A real world example using IPv4 and IPv6 looks like this:

{
    "creationTime": "2025-06-19T12:00:00.000000",
    "prefixes": [
        {
            "ipv6Prefix": "2600:1f28:365:80b0::/60"
        },
        {
            "ipv4Prefix": "44.220.181.167/32"
        },
        {
            "ipv4Prefix": "18.97.14.80/29"
        },
        {
            "ipv4Prefix": "18.97.14.88/30"
        },
        {
            "ipv4Prefix": "98.85.178.216/32"
        }
    ]
}

You can track, verify, and act on them with a single curl command.

Bot	Documentation	JSON Endpoint
DuckDuckBot	Help Page	https://duckduckgo.com/duckduckbot.json
DuckAssistBot	Help Page	https://duckduckgo.com/duckassistbot.json
CCBot	Common Crawl FAQ	https://index.commoncrawl.org/ccbot.json

What You Should Do

Safelist these bots. Audit your WAF or firewall blocks to make sure DuckDuckGo and Common Crawl are explicitly allowed
Automate the check.

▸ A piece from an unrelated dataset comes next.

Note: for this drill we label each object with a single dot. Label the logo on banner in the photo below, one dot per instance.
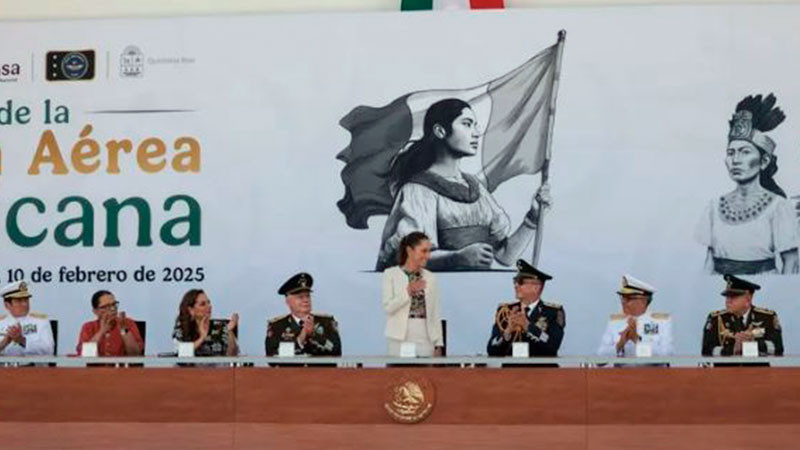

Monitor for changes using sha256sum, or parse it into your bot allowlist pipeline
Check your traffic. Are you getting referrals from DuckDuckGo? If not, it may be blocked upstream
Use bot management where possible. Platforms like Vercel and Akamai can manage this for you automatically

Why I Care

I’m passionate about helping companies standardise formats that can benefit millions of businesses. When I reached out to the CTO of Common Crawl and the CEO of DuckDuckGo about adopting machine-readable standards, they are moving quickly to implement these changes. I want to thank them for their responsiveness and leadership. This is exactly the kind of industry collaboration we need more of.

The Bigger Picture

This is part of a broader shift. As AI-native search grows, so does the importance of structured access to crawlers:

Expect more LLM search engines to follow (xAI, Anthropic, etc)
A shared schema could allow edge platforms to ingest new IPs automatically
Until then, standard JSON endpoints are the baseline we should expect

Conclusion

If a bot can’t reach your site, it can’t index it, it can’t train on it, and it can’t surface it in the increasingly fragmented AI powered search results of the future.

DuckDuckGo and Common Crawl are making it easier to tackle this problem head on and take advantage of the opportunities.

Make sure the bots you want are getting through.